Hello,
It's me again for a new snakemake question! This time, I want to read a table in input using a R script, to generate a list of reads to keep. But this list may came from multiple source, (genotype in this case).
I generate with my R script an output file {barecode}_list_{genotype}.txt
.
barecode
wildcard is already defined, and genotype
can be either A/B/C/...
I tried something like this:
rule R_HBV_analysis:
input:
R_data = datapath+"BLASTN/{barcode}_fmt.txt"
output:
Rresult = datapath+"R_RESULT/{barcode}_list_{genotype}.txt",
wildcard_constraints:
genotype =["GTA","GTB","GTC","GTD","GTE","GTF","GTG","GTH","GTI","GTJ"]
params:
path = datapath
shell:
"""
if [ ! -d {params.path}RDATA ];then
mkdir {params.path}RDATA
fi
if [ ! -d {params.path}R_RESULT ];then
mkdir {params.path}R_RESULT
fi
Rscript script/HBV_analysis.R {input} {params.path}
"""
with
(GENOTYPE)={}
GENOTYPE['genotype'] =("GTA","GTB","GTC","GTD","GTE","GTF","GTG","GTH","GTI","GTJ")
rule all:
input:
Rresults = expand(datapath+"R_RESULT/{barcode}_list_{genotype}.txt",barcode=BARCODE,genotype=GENOTYPE['genotype'])

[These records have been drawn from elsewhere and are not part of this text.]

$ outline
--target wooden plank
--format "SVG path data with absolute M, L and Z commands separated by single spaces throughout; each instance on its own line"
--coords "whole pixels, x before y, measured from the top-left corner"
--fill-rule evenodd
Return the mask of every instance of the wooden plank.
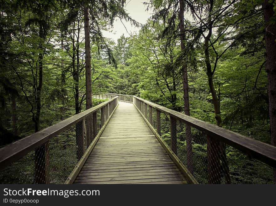
M 80 173 L 79 175 L 79 177 L 83 177 L 85 176 L 89 176 L 90 175 L 98 176 L 100 175 L 103 174 L 107 174 L 110 175 L 115 174 L 136 174 L 136 173 L 150 173 L 151 172 L 178 172 L 180 170 L 178 168 L 166 168 L 163 169 L 159 169 L 155 170 L 135 170 L 133 171 L 116 171 L 115 172 L 90 172 L 90 173 Z
M 137 107 L 134 105 L 134 106 L 137 108 Z M 177 166 L 182 172 L 182 173 L 185 176 L 187 179 L 189 181 L 189 183 L 192 184 L 198 184 L 198 182 L 187 170 L 186 167 L 184 166 L 178 158 L 178 157 L 172 152 L 172 151 L 169 148 L 167 145 L 167 144 L 164 142 L 164 141 L 161 139 L 159 134 L 157 132 L 155 132 L 155 130 L 150 123 L 146 119 L 143 115 L 142 113 L 139 110 L 139 113 L 143 117 L 145 121 L 148 125 L 153 132 L 155 132 L 155 136 L 158 140 L 160 144 L 163 146 L 164 148 L 168 153 L 170 156 L 172 158 L 173 162 L 177 165 Z
M 124 166 L 118 166 L 115 165 L 114 166 L 99 166 L 97 167 L 97 168 L 96 167 L 94 167 L 91 166 L 90 166 L 89 165 L 84 165 L 83 166 L 82 166 L 82 171 L 84 170 L 94 170 L 93 169 L 94 168 L 97 168 L 97 169 L 95 169 L 95 170 L 106 170 L 106 169 L 130 169 L 130 168 L 137 168 L 137 170 L 140 170 L 141 168 L 148 168 L 147 169 L 148 169 L 148 168 L 149 167 L 151 168 L 151 169 L 152 169 L 152 168 L 156 168 L 156 167 L 170 167 L 172 166 L 174 166 L 176 167 L 176 168 L 177 168 L 176 166 L 175 166 L 175 165 L 174 163 L 173 162 L 169 162 L 168 163 L 162 163 L 162 164 L 160 164 L 159 162 L 157 162 L 157 164 L 152 164 L 152 163 L 150 163 L 149 164 L 147 163 L 146 164 L 145 164 L 144 163 L 143 163 L 143 164 L 139 165 L 138 164 L 134 164 L 133 165 L 127 165 L 127 164 L 124 164 Z M 110 165 L 110 164 L 109 165 Z
M 117 106 L 118 106 L 118 105 L 117 105 Z M 115 108 L 114 109 L 114 110 L 113 111 L 112 113 L 110 114 L 110 116 L 107 120 L 105 124 L 100 130 L 98 133 L 97 136 L 96 136 L 96 137 L 93 140 L 93 142 L 87 148 L 86 151 L 84 153 L 83 156 L 83 158 L 82 158 L 81 159 L 81 160 L 79 161 L 78 162 L 77 166 L 75 167 L 75 169 L 73 170 L 71 173 L 70 174 L 68 179 L 65 182 L 65 184 L 72 184 L 73 182 L 74 181 L 77 177 L 81 168 L 84 164 L 87 159 L 89 156 L 91 151 L 92 151 L 92 150 L 93 150 L 93 148 L 97 143 L 100 136 L 101 136 L 101 135 L 104 129 L 104 128 L 106 126 L 107 124 L 108 124 L 109 121 L 112 117 L 112 115 L 116 110 L 116 108 Z
M 45 144 L 114 99 L 105 102 L 0 149 L 0 169 Z
M 102 173 L 98 175 L 87 175 L 86 176 L 79 176 L 76 178 L 76 180 L 85 180 L 87 179 L 97 179 L 101 178 L 112 178 L 116 177 L 134 177 L 134 178 L 136 177 L 141 177 L 147 176 L 153 176 L 156 175 L 172 175 L 181 174 L 180 171 L 172 172 L 166 171 L 165 172 L 136 172 L 130 174 L 117 173 L 114 174 L 103 174 Z
M 251 157 L 276 168 L 276 147 L 170 109 L 135 96 L 134 98 L 203 131 L 209 136 L 224 142 Z
M 105 181 L 99 182 L 78 182 L 77 184 L 136 184 L 139 183 L 150 182 L 151 184 L 156 184 L 156 182 L 167 182 L 168 181 L 172 181 L 178 180 L 179 181 L 183 181 L 182 182 L 182 184 L 187 183 L 187 182 L 183 180 L 182 177 L 164 177 L 163 178 L 155 178 L 153 179 L 133 179 L 130 180 L 124 180 L 113 181 Z
M 165 182 L 176 176 L 180 179 L 168 181 L 183 183 L 183 175 L 133 104 L 120 102 L 75 182 Z
M 156 178 L 169 178 L 170 177 L 181 177 L 182 179 L 185 180 L 183 177 L 182 174 L 172 174 L 169 175 L 145 175 L 144 176 L 135 176 L 127 177 L 102 177 L 101 178 L 89 178 L 84 179 L 76 179 L 75 182 L 103 182 L 106 181 L 115 181 L 118 180 L 141 180 Z

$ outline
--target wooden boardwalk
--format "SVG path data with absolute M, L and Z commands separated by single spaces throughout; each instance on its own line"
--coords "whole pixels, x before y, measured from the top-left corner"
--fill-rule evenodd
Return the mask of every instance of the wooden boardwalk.
M 119 103 L 74 183 L 188 183 L 133 104 Z

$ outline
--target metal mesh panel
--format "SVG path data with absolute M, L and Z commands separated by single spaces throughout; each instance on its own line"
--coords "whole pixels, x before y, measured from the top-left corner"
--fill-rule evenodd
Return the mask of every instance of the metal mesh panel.
M 0 183 L 65 183 L 117 103 L 94 111 L 84 119 L 0 171 Z
M 1 184 L 32 184 L 34 182 L 34 151 L 0 171 Z

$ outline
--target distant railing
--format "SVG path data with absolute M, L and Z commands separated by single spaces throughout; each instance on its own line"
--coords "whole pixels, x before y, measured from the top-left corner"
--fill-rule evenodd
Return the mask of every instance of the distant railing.
M 113 94 L 112 93 L 103 93 L 93 95 L 93 97 L 94 98 L 98 99 L 104 99 L 105 98 L 111 99 L 115 97 L 118 97 L 119 98 L 119 101 L 133 103 L 133 96 L 131 95 L 119 94 Z
M 114 96 L 0 149 L 0 183 L 72 183 L 118 99 Z
M 275 181 L 276 147 L 135 96 L 133 100 L 161 144 L 192 179 L 210 184 Z

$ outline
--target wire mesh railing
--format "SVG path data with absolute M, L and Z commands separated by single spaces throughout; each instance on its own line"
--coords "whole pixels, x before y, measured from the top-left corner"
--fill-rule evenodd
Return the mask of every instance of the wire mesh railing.
M 0 149 L 0 183 L 69 183 L 118 104 L 111 99 Z
M 157 139 L 196 182 L 270 184 L 276 180 L 276 147 L 136 97 L 133 100 Z

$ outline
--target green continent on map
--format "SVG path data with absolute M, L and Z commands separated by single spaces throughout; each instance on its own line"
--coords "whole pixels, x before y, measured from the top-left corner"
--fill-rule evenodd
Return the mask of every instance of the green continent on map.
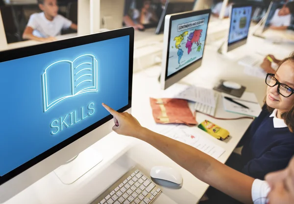
M 188 35 L 188 31 L 184 32 L 183 33 L 180 34 L 179 36 L 175 37 L 173 39 L 173 41 L 175 41 L 175 48 L 178 49 L 180 46 L 180 45 L 183 40 L 184 40 L 184 37 Z
M 198 48 L 197 48 L 197 52 L 200 52 L 200 50 L 201 50 L 201 45 L 198 46 Z
M 184 51 L 183 51 L 183 50 L 182 50 L 182 49 L 179 49 L 177 53 L 178 56 L 179 57 L 178 59 L 178 63 L 179 64 L 180 64 L 180 60 L 181 60 L 181 58 L 182 58 L 183 53 Z

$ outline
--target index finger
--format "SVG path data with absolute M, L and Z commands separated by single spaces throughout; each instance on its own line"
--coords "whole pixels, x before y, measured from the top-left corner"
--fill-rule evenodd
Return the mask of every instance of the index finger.
M 104 108 L 110 114 L 116 117 L 120 117 L 120 113 L 112 109 L 111 108 L 107 106 L 106 104 L 104 103 L 102 104 L 102 106 L 104 107 Z

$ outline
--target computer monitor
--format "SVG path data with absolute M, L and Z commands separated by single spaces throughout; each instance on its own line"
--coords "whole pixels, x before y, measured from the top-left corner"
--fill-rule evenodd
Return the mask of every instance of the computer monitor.
M 166 16 L 160 77 L 162 89 L 201 66 L 210 13 L 208 9 Z
M 167 15 L 192 11 L 194 7 L 195 2 L 195 0 L 167 0 L 155 30 L 155 33 L 159 34 L 163 32 L 165 17 Z
M 273 16 L 275 8 L 277 7 L 273 6 L 273 5 L 274 4 L 276 4 L 277 3 L 278 4 L 280 3 L 279 2 L 274 2 L 273 1 L 270 2 L 266 15 L 258 23 L 259 26 L 258 25 L 258 27 L 253 33 L 254 36 L 264 38 L 262 34 L 270 28 L 271 19 Z
M 249 5 L 234 4 L 231 7 L 227 51 L 247 43 L 252 12 L 252 7 Z
M 101 103 L 130 111 L 133 46 L 126 28 L 0 52 L 0 203 L 110 133 Z

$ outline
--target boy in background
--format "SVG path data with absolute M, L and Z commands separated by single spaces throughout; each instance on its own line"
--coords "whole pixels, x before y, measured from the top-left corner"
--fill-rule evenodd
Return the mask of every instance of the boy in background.
M 77 29 L 76 24 L 58 14 L 57 0 L 38 0 L 38 3 L 43 12 L 30 16 L 23 38 L 50 42 L 56 40 L 55 37 L 60 35 L 63 29 Z
M 294 13 L 294 2 L 289 2 L 275 10 L 270 21 L 271 29 L 286 30 L 291 23 L 291 14 Z

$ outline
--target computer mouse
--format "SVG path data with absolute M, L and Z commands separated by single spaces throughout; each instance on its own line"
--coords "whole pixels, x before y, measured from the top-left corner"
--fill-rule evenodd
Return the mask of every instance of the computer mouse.
M 222 82 L 222 85 L 226 88 L 232 89 L 240 89 L 242 86 L 239 84 L 229 81 L 225 81 Z
M 151 169 L 150 176 L 180 185 L 183 182 L 181 174 L 172 168 L 163 166 L 156 166 Z

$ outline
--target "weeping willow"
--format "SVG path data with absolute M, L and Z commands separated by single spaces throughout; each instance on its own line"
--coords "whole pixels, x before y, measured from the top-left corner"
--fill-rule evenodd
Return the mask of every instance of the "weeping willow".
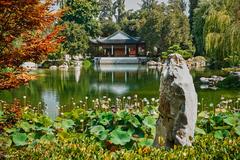
M 203 27 L 205 51 L 218 67 L 222 67 L 229 57 L 233 57 L 232 60 L 239 63 L 240 21 L 236 13 L 240 13 L 240 2 L 237 1 L 239 0 L 221 2 L 215 0 L 215 4 L 218 5 L 211 8 L 205 19 Z

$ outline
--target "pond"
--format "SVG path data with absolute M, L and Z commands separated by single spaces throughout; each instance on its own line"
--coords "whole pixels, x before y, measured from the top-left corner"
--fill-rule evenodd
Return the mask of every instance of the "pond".
M 136 94 L 148 99 L 159 96 L 160 71 L 145 65 L 100 65 L 68 71 L 39 69 L 33 73 L 38 76 L 37 80 L 18 89 L 0 91 L 0 100 L 12 102 L 18 98 L 23 102 L 26 96 L 27 103 L 44 105 L 46 112 L 55 117 L 59 114 L 57 106 L 65 106 L 64 111 L 68 111 L 73 102 L 78 103 L 85 97 L 91 102 L 103 96 L 113 100 Z M 224 75 L 221 71 L 195 70 L 191 74 L 201 103 L 217 104 L 221 97 L 240 97 L 240 89 L 200 89 L 200 77 Z

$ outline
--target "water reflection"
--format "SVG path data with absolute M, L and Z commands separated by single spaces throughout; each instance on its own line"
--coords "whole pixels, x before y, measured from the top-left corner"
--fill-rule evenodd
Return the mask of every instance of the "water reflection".
M 59 101 L 57 98 L 57 93 L 55 91 L 43 91 L 42 101 L 45 104 L 45 113 L 47 113 L 51 118 L 55 119 L 58 114 Z
M 73 102 L 89 97 L 93 99 L 107 96 L 115 99 L 119 96 L 157 98 L 159 96 L 160 71 L 143 65 L 99 65 L 89 69 L 74 68 L 69 70 L 37 70 L 35 81 L 18 89 L 0 91 L 0 100 L 12 102 L 14 98 L 37 106 L 39 102 L 47 105 L 46 112 L 56 117 L 60 111 L 56 106 L 66 106 L 63 111 L 71 110 Z M 199 78 L 217 74 L 215 71 L 192 71 L 199 100 L 217 104 L 221 97 L 240 97 L 240 90 L 201 90 Z M 219 73 L 222 74 L 222 73 Z
M 95 65 L 94 70 L 98 72 L 139 72 L 145 71 L 147 66 L 145 65 L 137 65 L 137 64 L 100 64 Z
M 81 75 L 81 68 L 75 67 L 74 71 L 75 71 L 75 81 L 76 83 L 78 83 Z

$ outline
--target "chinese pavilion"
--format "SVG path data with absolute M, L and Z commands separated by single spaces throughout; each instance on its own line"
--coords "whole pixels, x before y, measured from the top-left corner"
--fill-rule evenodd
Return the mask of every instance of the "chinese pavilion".
M 145 42 L 140 37 L 132 37 L 117 31 L 106 38 L 90 40 L 95 49 L 100 49 L 98 57 L 138 57 L 145 56 Z

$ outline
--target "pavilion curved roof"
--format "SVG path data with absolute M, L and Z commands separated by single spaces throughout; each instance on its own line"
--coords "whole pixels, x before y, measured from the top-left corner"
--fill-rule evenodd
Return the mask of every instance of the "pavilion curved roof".
M 93 44 L 139 44 L 145 43 L 140 37 L 132 37 L 125 32 L 117 31 L 105 38 L 90 40 Z

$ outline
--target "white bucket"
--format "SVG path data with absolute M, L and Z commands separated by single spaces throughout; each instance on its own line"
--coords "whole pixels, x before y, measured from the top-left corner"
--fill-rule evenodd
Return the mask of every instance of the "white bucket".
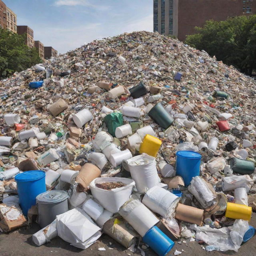
M 124 116 L 137 118 L 140 117 L 142 114 L 141 110 L 139 108 L 129 107 L 127 106 L 122 107 L 122 112 Z
M 12 146 L 12 137 L 8 136 L 0 136 L 0 145 L 3 146 Z
M 106 182 L 120 182 L 126 186 L 107 190 L 98 188 L 96 184 Z M 105 209 L 114 213 L 117 212 L 119 208 L 129 199 L 132 194 L 134 182 L 125 178 L 98 178 L 94 179 L 90 184 L 92 194 Z
M 136 132 L 140 135 L 142 140 L 143 140 L 146 134 L 150 134 L 154 137 L 156 136 L 156 134 L 153 130 L 153 128 L 150 125 L 147 125 L 142 128 L 140 128 L 140 129 L 138 129 Z
M 154 157 L 142 154 L 124 160 L 123 164 L 131 173 L 139 193 L 146 193 L 159 183 Z
M 180 199 L 168 190 L 156 186 L 146 192 L 142 202 L 152 211 L 166 218 L 174 212 Z
M 76 178 L 79 173 L 79 172 L 72 170 L 64 170 L 60 175 L 60 180 L 74 185 L 76 181 Z
M 142 237 L 159 222 L 153 213 L 138 200 L 128 201 L 119 213 Z
M 85 108 L 74 115 L 73 116 L 73 120 L 77 126 L 79 128 L 82 128 L 84 124 L 93 118 L 92 113 L 88 110 Z
M 110 160 L 111 164 L 114 167 L 121 164 L 123 160 L 126 160 L 132 157 L 132 155 L 128 149 L 123 151 L 112 154 L 110 156 Z
M 104 208 L 94 200 L 90 198 L 84 203 L 82 209 L 94 220 L 103 213 Z
M 118 138 L 132 134 L 132 126 L 129 124 L 127 124 L 117 127 L 115 133 L 116 137 Z
M 20 122 L 20 116 L 17 114 L 7 114 L 4 115 L 4 120 L 8 125 L 12 126 L 14 124 L 18 124 Z
M 88 158 L 101 170 L 103 169 L 108 163 L 108 160 L 106 158 L 105 155 L 102 153 L 92 152 L 89 154 Z

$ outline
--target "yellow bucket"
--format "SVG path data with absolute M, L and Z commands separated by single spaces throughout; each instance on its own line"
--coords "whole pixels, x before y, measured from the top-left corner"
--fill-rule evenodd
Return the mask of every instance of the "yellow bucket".
M 242 219 L 250 220 L 252 215 L 252 207 L 244 204 L 228 203 L 225 216 L 231 219 Z
M 155 137 L 146 134 L 140 148 L 140 154 L 146 153 L 150 156 L 156 157 L 160 148 L 162 141 Z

But it return me an error, because snakemake expect a file for all genotypes, wich is not the case.
I hope I was clear in my question. thanks,
Hadrien
Sorry, how does your R-script know which of the genotypes are to be present in the output file?
In fact, I'm counting the most represented genotype in my dataset. So, depending on the dataset, it could be A, or B etc .....
Then why not have a single output file name used by each run of your Rscript, and encode the mode-genotype within the file, rather than within the filename?
Well, you totally rigth! I didn't think about it at all. It should be more easier to handle this way with snakemake. Thanks for this advice and all of your tips on the second answer.